A good accompaniment to this is a recent presentation at Linux.conf.au this year by Shervin Emami.
Desktop Linux, without a keyboard, mouse or desk
Interesting talk, but the presenter used “um” as a period…
Very solid talk, and definitely a great accompaniment to this article. Thanks for sharing!
I was really excited when I started the article (being this a thought that never occurs to me, it’s interesting to see what options there are out there) but when I started seeing what kind of changes to a standard dictation were necessary to perform even some simple typing (why do I need to use ‘parent’ or similar and not switch to a “command-input-mode” and simply dictate ‘dot-dot-slash’ like one does in their head? Why do I need to say “snake” before a section instead of just ‘underscore’?) it seemed more of a faff than I’m ready for.
Also lots of the settings and commands do seem to require a surprising amount of typing (configs and commands) for tools meant for people who cannot type.
This is probably an article I should write myself at some point, but a lot of the custom words are for speed and accuracy.
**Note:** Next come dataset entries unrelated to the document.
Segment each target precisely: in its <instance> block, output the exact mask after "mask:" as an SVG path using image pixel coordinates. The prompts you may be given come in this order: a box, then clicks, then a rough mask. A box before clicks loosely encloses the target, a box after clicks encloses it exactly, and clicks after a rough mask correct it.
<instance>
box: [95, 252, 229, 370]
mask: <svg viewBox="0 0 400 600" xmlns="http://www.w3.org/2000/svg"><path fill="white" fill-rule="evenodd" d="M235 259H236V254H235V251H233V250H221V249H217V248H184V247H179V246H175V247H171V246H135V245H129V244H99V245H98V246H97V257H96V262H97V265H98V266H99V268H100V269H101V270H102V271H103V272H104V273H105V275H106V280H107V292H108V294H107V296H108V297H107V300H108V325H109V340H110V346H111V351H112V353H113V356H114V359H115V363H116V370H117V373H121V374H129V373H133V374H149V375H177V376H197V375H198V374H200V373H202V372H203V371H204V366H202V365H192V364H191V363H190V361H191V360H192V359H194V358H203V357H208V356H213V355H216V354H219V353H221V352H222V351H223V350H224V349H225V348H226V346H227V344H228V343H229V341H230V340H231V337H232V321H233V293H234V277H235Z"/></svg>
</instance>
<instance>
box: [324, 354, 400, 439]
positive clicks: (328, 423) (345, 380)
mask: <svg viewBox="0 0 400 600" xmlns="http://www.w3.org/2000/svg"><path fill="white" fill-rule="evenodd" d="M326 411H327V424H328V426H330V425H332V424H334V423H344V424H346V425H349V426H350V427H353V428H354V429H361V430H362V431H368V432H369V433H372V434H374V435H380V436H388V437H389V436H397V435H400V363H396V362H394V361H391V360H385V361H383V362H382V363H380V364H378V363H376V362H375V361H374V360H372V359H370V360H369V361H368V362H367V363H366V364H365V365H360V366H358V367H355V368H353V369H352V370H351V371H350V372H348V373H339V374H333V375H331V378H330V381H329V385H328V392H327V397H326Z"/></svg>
E.g. Many letters of the Latin alphabet, at least in English, have extremely similar sub-syllable sounds. B, C, D, E, G, P, T, V, and Z all have extremely similar sounds. (All one-syllable words ending in “ee”), and speech detection would likely lose accuracy when using those directly. One voice-coding program, Talon Voice, has a pre-defined (but customizable) alphabet. Each alphabet has a reasonably distinct sound as far as speech recognition goes, and is (or at least can be pronounced with) one syllable.
As far as speed goes, W is an interesting letter, since it’s the only letter that in English, has three syllables. Imagine trying to type out “www.wikipedia.org” simply with letters. “Double you double you double you dot double you” takes a lot longer to say than, hypothetically “wag wag wag dot wag”, just for the first five characters. Same with “underscore” vs “snake”. Three syllables, vs one. For some words, there’s no easy spoken representation, and it depends on context. Homophones like “their”, “they’re”, and “there” are tricky to simply speak aloud.
As for configuration and commands, all voice coding libraries that I’ve looked into in the past couple days since I found this article have an out-of-the-box setup that can at least get you started using the commands to customize things to your liking.
Voice coding is something that typically trades a steeper learning curve for greater long-term efficiency.